|
Overview

|

|
This research examines the alternatives for controlling the cost of storage and makes specific recommendations to help users rise to the challenges of growth.
- As the economy recovers, storage growth is expected to return to the 60% to 70% range.
- Technologies and techniques exist to help users deal with storage growth and its consequences.
- The conversion to thin provisioning is freeing up 30% to 60% of existing storage.
- Storage quality of service (QoS) features are increasing the Serial Advanced Technology Attachment (SATA) hard-disk drive (HDD) share of the storage system market.
- Storage growth usually requires modernization of the storage environment.
- CIOs and I&O leaders should create a technology and policy road map for dealing with storage growth.
- Implement thin provisioning and storage tiers, preferably with an automated product.
- Deploy data reduction technology in backup and archiving today, and in primary data in the future.
- Get rid of old data and retire/replace quota systems with archiving systems and policies.
|
|


|
Table of Contents

|


|
What You Need to Know

|

|
In 2008, the total storage capacity purchased with enterprise storage arrays was 5.829 exabytes (see Note 1). Gartner's forecast for 2013 is that 51.734 exabytes will be sold, a nearly ninefold increase in just five years. However, users don't purchase, install and then get rid of storage after a year or so. This means that purchases compound capacity increases over three to five years. The total capacity forecast for the five-year period 2009 through 2013 is 121.669 exabytes, which means that, on average, users will purchase more than 20 times the additional capacity during that period than was purchased in 2008. And this period starts with a recession and the slowest storage capacity growth seen in many years. Obviously, individual enterprises will vary on either side of this growth rate.
The rate of recovery from this recession is probably the biggest wildcard in the forecast, followed by rates of development and adoption of technologies that reduce the amount of actual storage required for a given amount of data. For example, deduplication is mostly a backup technology, although it is now also used for archiving. As it becomes more widely available for primary data, it will tend to slow growth. Finally, archiving and retention policies are increasingly being examined by enterprises, and the rate of adoption could also affect the forecast.
Action Item: Enterprises should have a good history on storage capacity, utilization and other factors affecting capacity growth, and they should use this to generate a forecast of future storage needs.

|
|


|
Analysis

|

|
IT organizations that have been successful at stopping or slowing the actual growth of data are extremely rare. Industrywide, storage capacity grew by 79% in 2008, compared with 2007. The good news is that annual storage growth for 2009 has slowed to 39%, from averages of 60% to 70% compounded over several years prior to 2009. The bad news is that this growth is expected to return to the 60% to 70% range as the economy recovers from the recession.
These compounded high growth rates are not accidental. Sometimes it seems that everywhere you look you find something else driving up storage capacity. Gain a new customer or hire a new employee, and storage capacity goes up. Come to work another day and the output of your applications will have increased storage capacity. And nothing ever seems to take information away. It just constantly expands. Richer forms of media, such as audio, pictures and even video, accelerate the pace of this growth, compared with earlier years. In fact, with 2009 the sole exception, in each of the past 10 years, the storage industry has sold more than 60% more disk capacity than the previous year.
Fortunately, there are technologies and techniques that can help IT organizations address storage growth and its consequences. The remaining sections deal with the possible directions users can take in addressing these issues.
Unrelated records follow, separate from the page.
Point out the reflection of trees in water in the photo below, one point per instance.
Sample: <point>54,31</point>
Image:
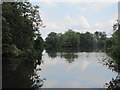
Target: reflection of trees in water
<point>114,65</point>
<point>114,83</point>
<point>70,57</point>
<point>21,73</point>
<point>68,53</point>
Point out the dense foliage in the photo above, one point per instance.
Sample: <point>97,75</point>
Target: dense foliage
<point>84,41</point>
<point>20,22</point>
<point>22,44</point>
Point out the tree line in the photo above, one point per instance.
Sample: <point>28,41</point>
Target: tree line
<point>21,37</point>
<point>75,39</point>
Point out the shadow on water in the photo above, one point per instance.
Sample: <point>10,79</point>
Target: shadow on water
<point>114,65</point>
<point>69,54</point>
<point>21,72</point>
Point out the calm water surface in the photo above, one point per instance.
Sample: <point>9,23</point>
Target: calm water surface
<point>74,70</point>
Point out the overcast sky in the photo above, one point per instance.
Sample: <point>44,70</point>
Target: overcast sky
<point>81,16</point>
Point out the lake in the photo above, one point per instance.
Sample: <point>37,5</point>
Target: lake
<point>74,70</point>
<point>58,69</point>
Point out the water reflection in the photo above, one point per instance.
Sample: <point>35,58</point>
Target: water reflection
<point>63,68</point>
<point>81,70</point>
<point>21,72</point>
<point>114,65</point>
<point>69,54</point>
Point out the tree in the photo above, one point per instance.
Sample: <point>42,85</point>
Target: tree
<point>51,40</point>
<point>70,39</point>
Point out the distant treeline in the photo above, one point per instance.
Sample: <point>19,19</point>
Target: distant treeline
<point>75,39</point>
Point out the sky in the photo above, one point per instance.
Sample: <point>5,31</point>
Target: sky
<point>78,15</point>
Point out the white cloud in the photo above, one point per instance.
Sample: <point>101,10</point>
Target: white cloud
<point>83,22</point>
<point>94,6</point>
<point>50,84</point>
<point>71,85</point>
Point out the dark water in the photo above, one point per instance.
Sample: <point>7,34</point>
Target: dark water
<point>64,69</point>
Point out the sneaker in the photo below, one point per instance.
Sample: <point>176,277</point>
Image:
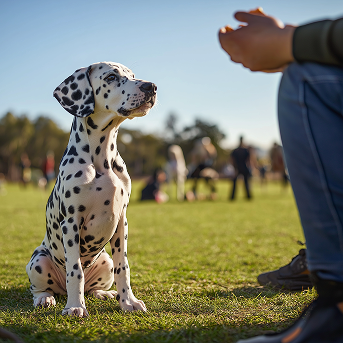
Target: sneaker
<point>294,276</point>
<point>319,323</point>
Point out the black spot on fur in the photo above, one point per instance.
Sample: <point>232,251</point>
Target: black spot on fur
<point>89,238</point>
<point>109,124</point>
<point>81,76</point>
<point>72,151</point>
<point>76,190</point>
<point>117,167</point>
<point>91,123</point>
<point>79,173</point>
<point>82,208</point>
<point>85,148</point>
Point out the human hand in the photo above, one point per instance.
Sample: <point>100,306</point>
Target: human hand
<point>264,44</point>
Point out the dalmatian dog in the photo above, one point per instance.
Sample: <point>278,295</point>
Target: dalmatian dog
<point>87,207</point>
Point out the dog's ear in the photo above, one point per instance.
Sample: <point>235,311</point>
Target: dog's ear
<point>75,93</point>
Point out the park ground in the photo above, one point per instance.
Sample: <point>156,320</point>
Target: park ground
<point>194,264</point>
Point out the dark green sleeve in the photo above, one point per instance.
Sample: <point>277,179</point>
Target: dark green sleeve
<point>320,42</point>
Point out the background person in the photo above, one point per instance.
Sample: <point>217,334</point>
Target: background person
<point>176,171</point>
<point>311,125</point>
<point>203,157</point>
<point>241,161</point>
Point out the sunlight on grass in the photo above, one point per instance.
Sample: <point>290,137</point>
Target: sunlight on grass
<point>194,265</point>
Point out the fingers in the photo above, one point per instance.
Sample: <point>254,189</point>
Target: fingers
<point>258,11</point>
<point>226,29</point>
<point>246,17</point>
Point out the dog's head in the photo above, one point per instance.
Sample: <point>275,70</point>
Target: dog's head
<point>106,87</point>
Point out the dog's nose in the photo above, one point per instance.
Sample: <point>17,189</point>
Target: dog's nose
<point>148,87</point>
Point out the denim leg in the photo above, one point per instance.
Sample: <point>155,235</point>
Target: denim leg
<point>310,110</point>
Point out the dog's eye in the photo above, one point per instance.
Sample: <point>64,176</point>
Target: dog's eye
<point>111,77</point>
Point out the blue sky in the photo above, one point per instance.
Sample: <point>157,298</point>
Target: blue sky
<point>171,43</point>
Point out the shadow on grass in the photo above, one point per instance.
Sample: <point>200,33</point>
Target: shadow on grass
<point>47,325</point>
<point>246,292</point>
<point>216,333</point>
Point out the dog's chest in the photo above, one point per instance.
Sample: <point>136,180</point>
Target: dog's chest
<point>92,205</point>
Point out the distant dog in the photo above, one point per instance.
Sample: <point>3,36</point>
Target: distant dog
<point>87,207</point>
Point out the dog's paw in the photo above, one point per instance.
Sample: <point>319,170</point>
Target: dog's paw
<point>132,304</point>
<point>44,300</point>
<point>103,295</point>
<point>75,311</point>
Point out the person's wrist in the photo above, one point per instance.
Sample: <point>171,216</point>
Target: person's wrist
<point>287,43</point>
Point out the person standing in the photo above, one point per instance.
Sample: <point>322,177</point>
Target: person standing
<point>311,126</point>
<point>241,161</point>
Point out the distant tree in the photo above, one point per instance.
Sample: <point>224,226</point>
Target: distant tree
<point>47,137</point>
<point>200,129</point>
<point>142,153</point>
<point>15,133</point>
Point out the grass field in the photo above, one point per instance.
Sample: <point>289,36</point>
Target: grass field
<point>193,264</point>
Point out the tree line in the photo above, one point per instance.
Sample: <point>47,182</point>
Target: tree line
<point>142,152</point>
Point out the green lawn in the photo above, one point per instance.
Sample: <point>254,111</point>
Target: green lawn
<point>193,264</point>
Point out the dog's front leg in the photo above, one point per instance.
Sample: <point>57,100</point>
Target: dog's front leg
<point>74,274</point>
<point>125,297</point>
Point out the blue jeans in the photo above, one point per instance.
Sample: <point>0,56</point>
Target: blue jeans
<point>310,110</point>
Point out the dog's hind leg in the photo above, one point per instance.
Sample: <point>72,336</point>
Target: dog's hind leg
<point>99,277</point>
<point>45,278</point>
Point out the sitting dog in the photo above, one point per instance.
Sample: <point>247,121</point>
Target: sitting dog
<point>87,207</point>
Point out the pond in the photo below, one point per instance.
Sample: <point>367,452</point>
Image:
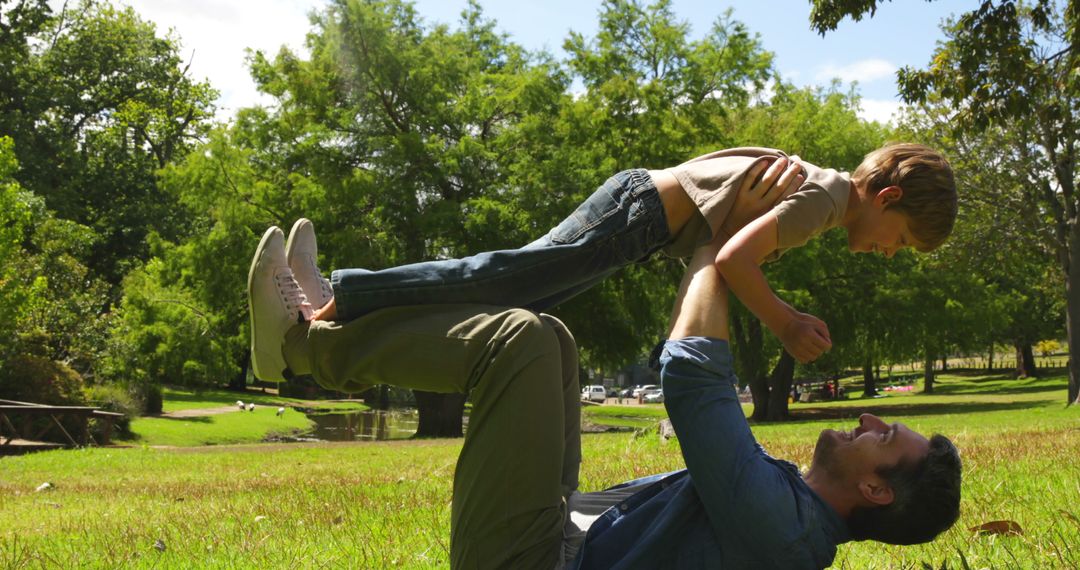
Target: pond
<point>364,425</point>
1.0 Improve Utilization and Buy Less Storage: Thin Provisioning
On a non-thin-provisioned disk array, storage capacity is consumed as soon as it is allocated to an application, whether data is written to that capacity or not. On a thin-provisioned disk array, storage asset utilization is increased because the disk array delays the consumption of disk capacity until an application actually writes data to that capacity. Thin provisioning eliminates the waste associated with all the allocated, but unwritten, storage capacity buffers assigned to individual applications and inaccessible by others. With thin provisioning, it is possible to allocate far more storage capacity than is available on the disk array at the time. And, when new capacity is to be assigned to an application, it can, in most cases, be completed immediately, because all applications share a common free space pool.
The only issue with thin provisioning is that administrations need to monitor the free space available in the disk array to ensure that it does not fall below estimated peak levels, and to allocate additional storage to the pool when needed. However, this is inherently easier than monitoring storage utilization and growth rates on a server image basis, because there are substantially fewer storage systems than server images in most user environments.
Benefits associated with thin provisioning include optimized storage utilization, reduced storage hardware and software costs, less heat dissipation, power and space consumption, reduced provisioning complexity and time, as well as potentially lower storage management and administration costs. The following data summarizes information gleaned from numerous inquiries with users and vendors:
- Typical utilizations:
- Direct-attached storage (DAS), unmanaged: 10% to 40%
- Storage area network (SAN), managed/manual provisioning: 40% to 50%
- Thin provisioning: 60% to 75%
- Thick-to-thin recaptures: 30% to 60%
- An average 25% of unutilized capacity is due to purchasing cycle
Action Item: Deploy thin provisioning where possible; however, if your current products do not support it, then factor it into your next storage purchase as a major requirement.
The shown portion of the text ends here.